- Leader: Tom Sharratt
- Founded: 30 January 2003
- Dissolved: 1 November 2014
- Headquarters: 14 Coupe Green, Hoghton, Preston, PR5 0JR
- Ideology: Localism

Website
- http://lob.org.uk/Idletoad/

= Idle Toad =

The Idle Toad was a local political party in England, which held seats in the South Ribble district of Lancashire and Lancashire County Council between 1997 and 2013.

==History==
The party originated in 1997, when Labour Party councillor and former Lancashire Evening Telegraph journalist Tom Sharratt was deselected. He started printing a local newsletter, named the Idle Toad, the successor to his Labour News publication from 1981, and stood thereafter under this description, holding both his South Ribble Rural East on Lancashire County Council and Coupe Green and Gregson Lane seat on South Ribble District Council. They stood seven candidates in South Ribble in 1999, as a label but not a formal party. The newsletter, a "mix of local news and digs at the Labour Party", had 9,000 readers. They first used the description "Labour Philosophical and Recreational Teaching Institution" (Labour PARTI), but Idle Toad stuck.

Sharratt formed Idle Toad as a party with fellow councillor Barrie Yates in 2002. It was registered with the Electoral Commission on 30 January 2003. The party was community based and not linked to any specific political ideology.
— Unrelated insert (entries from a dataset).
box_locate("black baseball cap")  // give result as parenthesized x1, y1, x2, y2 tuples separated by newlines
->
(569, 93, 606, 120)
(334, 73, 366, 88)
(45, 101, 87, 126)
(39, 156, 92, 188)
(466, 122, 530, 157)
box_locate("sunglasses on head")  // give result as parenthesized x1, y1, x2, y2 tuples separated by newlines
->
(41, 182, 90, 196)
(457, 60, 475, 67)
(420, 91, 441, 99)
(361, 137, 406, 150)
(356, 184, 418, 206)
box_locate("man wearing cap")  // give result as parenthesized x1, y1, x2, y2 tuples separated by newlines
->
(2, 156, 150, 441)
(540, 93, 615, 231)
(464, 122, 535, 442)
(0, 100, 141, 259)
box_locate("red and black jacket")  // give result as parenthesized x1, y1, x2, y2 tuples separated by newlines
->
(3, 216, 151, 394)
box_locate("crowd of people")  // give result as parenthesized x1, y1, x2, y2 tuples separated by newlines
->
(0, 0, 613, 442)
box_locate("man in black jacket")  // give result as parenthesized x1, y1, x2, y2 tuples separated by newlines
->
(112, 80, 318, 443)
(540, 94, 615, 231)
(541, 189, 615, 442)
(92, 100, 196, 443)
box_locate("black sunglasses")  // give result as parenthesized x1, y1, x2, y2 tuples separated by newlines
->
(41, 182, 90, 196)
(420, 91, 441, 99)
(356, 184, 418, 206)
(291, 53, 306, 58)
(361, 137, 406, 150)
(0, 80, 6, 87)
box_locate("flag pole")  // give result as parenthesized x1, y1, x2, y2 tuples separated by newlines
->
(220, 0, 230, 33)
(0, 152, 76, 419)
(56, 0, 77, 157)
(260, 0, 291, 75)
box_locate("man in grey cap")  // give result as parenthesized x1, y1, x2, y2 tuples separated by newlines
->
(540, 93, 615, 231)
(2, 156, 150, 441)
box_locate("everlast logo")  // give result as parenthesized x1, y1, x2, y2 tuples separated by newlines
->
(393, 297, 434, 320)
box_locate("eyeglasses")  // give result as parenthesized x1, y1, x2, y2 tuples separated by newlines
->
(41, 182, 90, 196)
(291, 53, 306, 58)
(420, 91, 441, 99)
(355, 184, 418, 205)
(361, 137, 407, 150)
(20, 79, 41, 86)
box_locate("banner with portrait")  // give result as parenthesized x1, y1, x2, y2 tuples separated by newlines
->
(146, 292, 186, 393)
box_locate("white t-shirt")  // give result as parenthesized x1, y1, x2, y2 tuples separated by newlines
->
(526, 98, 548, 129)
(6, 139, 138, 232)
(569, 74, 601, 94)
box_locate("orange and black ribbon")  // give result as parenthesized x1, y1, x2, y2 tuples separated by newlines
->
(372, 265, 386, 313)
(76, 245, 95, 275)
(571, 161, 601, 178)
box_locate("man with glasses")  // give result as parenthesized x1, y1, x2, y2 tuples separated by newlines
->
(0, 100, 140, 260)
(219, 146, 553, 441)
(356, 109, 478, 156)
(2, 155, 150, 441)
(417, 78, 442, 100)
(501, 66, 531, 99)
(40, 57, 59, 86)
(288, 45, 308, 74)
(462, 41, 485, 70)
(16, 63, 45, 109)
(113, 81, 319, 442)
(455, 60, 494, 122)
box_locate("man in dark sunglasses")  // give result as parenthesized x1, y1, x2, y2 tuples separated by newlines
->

In 2003 it fielded six candidates and also had parish councillors. It held Coupe Green and Gregson Lane by 15 votes over the Conservatives in 2004.

The party had three councillors on South Ribble District Council by 2007. Yates and Jim Marsh, another party councillor, resigned from the party that year, joining the Conservative Party soon after in 2008. Sharratt was brought before the standards committee of South Ribble council, due to a comment in the Idle Toad newsletter describing Marsh as a "defacator". Sharratt countered that this was a misprint, and should have described him as a "defector". He was censured and ordered to apologise to Marsh. He later won an appeal to this order.

===Decline and dissolution===
Following the 2013 county council elections for Lancashire, the Idle Toad Party was left with no remaining councillors. It was statutorily deregistered by the UK electoral commission in November 2014. LGC Plus said, "Voters in Lancashire have ended the reign of the UK’s most strangely-named political party". Colin Rallings and Michael Thrasher later wrote, "Readers of a certain age will regret the demise of the Idle Toad party". John Rentoul named it among the top ten party names.